Masks must now be worn whenever anyone leaves home, according to a new order signed by Secretary of Health Dr. Rachel Levine. Gov. Tom Wolf announced on Wednesday that the order takes effect immediately. “This mask-wearing order is essential to stopping the recent increase in COVID-19 cases we have seen in Pennsylvania,” Gov. Wolf said. “Those hot spots can be traced to situations where Pennsylvanians were not wearing masks or practicing social distancing – two practices that must be adhered to if we want to maintain the freedoms we have in place under our reopening.” The order outlines the situations when a mask must be worn and includes limited exceptions to the face-covering requirement.
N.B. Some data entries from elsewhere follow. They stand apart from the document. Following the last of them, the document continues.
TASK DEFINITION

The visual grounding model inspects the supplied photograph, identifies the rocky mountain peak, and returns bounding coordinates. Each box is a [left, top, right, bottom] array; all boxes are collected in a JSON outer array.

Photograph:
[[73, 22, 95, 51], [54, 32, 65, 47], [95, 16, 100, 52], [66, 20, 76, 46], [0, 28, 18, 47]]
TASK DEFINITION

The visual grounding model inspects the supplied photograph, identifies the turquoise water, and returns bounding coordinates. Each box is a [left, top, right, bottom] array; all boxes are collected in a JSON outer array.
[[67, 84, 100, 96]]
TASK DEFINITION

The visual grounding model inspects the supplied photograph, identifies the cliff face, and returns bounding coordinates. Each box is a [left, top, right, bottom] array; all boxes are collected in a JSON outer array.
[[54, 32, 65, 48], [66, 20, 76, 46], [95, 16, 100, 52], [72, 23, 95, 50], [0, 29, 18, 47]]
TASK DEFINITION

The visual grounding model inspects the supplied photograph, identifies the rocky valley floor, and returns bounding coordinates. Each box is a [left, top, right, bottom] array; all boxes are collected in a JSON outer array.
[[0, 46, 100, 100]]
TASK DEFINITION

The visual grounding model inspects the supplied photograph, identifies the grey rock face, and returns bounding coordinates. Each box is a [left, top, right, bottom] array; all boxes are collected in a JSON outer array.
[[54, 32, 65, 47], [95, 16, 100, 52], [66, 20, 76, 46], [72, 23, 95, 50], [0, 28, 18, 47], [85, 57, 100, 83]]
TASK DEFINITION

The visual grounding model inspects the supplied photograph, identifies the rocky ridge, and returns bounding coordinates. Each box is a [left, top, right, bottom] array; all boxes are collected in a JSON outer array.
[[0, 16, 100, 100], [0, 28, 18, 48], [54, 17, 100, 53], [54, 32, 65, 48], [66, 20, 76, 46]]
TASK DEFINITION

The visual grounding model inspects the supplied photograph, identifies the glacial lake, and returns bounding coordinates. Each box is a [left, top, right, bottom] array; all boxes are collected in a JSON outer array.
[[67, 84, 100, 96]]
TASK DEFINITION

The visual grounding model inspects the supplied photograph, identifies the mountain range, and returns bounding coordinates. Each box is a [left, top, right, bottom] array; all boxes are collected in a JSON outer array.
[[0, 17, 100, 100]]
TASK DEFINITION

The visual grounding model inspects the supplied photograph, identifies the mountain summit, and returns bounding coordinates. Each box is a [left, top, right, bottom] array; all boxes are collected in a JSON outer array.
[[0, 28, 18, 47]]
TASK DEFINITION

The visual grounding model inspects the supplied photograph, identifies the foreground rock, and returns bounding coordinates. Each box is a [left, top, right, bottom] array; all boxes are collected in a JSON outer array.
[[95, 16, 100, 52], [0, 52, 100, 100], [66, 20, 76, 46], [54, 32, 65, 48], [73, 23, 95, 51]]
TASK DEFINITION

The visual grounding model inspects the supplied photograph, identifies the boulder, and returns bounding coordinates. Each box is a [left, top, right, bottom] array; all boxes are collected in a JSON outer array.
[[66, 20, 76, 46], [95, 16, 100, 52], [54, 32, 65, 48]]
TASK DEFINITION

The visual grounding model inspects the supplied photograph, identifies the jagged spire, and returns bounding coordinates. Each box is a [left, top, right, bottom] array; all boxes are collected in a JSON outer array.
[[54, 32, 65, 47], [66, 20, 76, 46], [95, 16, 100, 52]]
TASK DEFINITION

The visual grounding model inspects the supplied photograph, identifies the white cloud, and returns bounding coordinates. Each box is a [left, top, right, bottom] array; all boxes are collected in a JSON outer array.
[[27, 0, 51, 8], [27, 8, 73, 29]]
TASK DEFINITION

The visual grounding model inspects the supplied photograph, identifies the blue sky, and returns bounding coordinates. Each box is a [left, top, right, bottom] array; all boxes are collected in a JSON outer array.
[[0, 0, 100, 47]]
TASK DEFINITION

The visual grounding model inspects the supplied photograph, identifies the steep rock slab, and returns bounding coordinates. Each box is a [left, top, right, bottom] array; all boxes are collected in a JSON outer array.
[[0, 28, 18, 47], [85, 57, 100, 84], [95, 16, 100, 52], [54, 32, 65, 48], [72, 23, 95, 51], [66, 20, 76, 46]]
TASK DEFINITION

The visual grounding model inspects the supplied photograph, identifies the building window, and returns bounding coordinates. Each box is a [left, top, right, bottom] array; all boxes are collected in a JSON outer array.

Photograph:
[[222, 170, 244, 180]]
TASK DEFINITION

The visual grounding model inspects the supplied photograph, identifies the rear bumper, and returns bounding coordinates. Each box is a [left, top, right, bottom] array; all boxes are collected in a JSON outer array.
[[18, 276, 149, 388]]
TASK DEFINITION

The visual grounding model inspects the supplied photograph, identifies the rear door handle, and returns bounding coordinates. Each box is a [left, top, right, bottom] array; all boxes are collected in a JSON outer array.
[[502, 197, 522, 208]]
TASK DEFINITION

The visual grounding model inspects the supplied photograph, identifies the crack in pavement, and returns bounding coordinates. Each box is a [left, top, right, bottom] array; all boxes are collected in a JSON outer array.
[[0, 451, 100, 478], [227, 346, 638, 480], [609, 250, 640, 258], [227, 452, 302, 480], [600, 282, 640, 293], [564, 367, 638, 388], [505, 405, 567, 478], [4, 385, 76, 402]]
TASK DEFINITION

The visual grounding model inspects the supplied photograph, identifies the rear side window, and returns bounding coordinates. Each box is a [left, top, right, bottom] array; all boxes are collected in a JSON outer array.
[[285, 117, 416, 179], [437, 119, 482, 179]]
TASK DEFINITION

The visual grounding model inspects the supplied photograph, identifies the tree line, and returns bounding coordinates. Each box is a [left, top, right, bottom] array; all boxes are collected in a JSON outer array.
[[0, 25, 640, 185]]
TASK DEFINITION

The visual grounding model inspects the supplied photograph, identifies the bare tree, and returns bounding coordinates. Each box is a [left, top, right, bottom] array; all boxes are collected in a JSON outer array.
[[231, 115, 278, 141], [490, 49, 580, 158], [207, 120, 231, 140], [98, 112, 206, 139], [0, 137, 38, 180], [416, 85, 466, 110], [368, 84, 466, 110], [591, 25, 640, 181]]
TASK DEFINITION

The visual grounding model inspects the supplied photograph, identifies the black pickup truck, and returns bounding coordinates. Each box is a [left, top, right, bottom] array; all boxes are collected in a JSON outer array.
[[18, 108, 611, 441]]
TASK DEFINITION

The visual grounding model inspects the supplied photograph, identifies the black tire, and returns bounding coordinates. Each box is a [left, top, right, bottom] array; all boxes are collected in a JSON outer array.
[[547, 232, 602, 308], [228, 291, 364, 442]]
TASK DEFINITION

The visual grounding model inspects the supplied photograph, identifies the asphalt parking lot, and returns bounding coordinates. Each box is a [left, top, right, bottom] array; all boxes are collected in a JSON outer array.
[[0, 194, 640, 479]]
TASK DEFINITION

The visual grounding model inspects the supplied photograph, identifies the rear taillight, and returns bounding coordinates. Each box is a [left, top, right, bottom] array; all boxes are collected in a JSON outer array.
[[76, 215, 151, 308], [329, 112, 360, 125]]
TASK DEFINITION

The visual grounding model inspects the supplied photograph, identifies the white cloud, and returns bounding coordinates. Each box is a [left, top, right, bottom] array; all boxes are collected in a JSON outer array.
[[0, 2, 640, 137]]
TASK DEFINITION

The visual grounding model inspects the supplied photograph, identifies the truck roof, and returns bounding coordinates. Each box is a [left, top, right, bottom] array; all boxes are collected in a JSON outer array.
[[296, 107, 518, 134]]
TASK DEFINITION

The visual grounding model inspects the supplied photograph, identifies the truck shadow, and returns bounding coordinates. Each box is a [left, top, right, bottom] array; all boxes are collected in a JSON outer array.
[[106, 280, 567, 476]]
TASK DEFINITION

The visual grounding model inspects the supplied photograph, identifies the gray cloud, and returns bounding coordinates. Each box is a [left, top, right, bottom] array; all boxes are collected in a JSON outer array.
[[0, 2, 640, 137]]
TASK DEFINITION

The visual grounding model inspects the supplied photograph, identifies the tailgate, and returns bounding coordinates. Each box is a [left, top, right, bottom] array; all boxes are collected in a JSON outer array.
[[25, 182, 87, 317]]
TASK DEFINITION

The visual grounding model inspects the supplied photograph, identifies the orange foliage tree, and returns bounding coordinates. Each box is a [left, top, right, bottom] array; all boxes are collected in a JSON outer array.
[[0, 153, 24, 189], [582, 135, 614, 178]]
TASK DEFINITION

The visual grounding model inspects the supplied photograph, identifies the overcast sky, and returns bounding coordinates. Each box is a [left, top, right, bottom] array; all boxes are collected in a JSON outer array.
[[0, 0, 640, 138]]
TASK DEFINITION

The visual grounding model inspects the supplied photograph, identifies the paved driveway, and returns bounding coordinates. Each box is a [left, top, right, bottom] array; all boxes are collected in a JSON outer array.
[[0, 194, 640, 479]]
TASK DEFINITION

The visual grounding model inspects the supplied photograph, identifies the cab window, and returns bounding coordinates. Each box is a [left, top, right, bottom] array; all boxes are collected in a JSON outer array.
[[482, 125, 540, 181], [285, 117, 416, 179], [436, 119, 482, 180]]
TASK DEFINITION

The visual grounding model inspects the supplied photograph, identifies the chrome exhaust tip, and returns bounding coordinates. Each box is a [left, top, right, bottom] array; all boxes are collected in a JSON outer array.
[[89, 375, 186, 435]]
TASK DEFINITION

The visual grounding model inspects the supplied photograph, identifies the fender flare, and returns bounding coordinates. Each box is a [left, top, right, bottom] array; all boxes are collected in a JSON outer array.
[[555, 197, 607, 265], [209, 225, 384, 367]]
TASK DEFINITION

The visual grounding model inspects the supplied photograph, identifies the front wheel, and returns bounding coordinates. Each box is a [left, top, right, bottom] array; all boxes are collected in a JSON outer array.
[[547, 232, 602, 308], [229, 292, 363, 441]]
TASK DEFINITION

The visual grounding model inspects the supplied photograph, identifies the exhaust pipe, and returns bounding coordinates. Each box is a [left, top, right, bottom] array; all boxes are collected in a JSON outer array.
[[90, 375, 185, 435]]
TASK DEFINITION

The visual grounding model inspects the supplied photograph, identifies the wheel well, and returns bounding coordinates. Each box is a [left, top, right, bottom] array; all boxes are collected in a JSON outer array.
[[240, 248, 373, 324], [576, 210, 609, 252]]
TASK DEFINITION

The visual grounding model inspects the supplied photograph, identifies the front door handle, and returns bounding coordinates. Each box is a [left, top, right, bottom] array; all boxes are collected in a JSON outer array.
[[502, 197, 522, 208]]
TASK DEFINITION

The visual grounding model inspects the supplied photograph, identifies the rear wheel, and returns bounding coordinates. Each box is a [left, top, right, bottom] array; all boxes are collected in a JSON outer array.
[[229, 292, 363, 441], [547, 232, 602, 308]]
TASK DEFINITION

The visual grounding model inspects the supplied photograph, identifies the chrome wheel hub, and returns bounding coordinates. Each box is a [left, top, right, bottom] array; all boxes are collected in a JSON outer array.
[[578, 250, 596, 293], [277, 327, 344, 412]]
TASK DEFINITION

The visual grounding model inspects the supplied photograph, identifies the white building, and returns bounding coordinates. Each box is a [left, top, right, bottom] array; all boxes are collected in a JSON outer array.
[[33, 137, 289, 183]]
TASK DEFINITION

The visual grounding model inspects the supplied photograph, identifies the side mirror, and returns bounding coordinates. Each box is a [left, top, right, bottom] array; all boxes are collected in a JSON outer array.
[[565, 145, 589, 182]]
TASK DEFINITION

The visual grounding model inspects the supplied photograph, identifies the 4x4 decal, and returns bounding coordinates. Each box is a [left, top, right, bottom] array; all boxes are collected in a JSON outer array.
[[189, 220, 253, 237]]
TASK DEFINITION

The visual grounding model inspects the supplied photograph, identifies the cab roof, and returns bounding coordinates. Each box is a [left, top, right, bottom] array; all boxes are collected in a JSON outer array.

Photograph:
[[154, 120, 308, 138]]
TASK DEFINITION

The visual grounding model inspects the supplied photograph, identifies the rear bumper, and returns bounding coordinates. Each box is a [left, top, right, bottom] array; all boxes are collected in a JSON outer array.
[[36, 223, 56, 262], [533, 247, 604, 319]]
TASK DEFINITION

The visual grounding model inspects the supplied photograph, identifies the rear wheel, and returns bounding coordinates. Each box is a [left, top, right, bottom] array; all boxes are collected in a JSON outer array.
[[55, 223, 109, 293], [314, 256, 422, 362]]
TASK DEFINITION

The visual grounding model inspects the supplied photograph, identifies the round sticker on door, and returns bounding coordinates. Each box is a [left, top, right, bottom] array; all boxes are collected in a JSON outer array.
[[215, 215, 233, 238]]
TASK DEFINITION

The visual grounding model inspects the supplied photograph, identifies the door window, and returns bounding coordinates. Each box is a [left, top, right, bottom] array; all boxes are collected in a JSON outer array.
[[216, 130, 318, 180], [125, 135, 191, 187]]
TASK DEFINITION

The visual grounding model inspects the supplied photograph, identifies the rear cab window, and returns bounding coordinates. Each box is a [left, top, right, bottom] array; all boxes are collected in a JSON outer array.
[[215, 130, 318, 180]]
The mask-wearing order will be sent to state and local officials, law enforcement and others tasked with education about the order for those not in compliance.

According to the order, Face coverings are required if you are:

  • Outdoors and unable to consistently maintain a distance of six feet from individuals who are not a member of your household.In any indoor location where members of the public are generally permitted.
  • Waiting for, riding on, driving, or operating public transportation or while in a taxi, private car service or ride-sharing service.
  • Obtaining services from the healthcare sector in settings including, but not limited to, a hospital, pharmacy, medical clinic, laboratory, physician or dental office, veterinary clinic or blood bank.
  • Engaged in work, whether at the workplace or performing work off-site, when interacting in-person with any member of the public, working in any space visited by members of the public, working in any space where food is prepared or packaged for sale or distribution to others, working in or walking through common areas, or in any room or enclosed area where other people, expect for members of the person’s own household or residence, are present when unable to physically distance.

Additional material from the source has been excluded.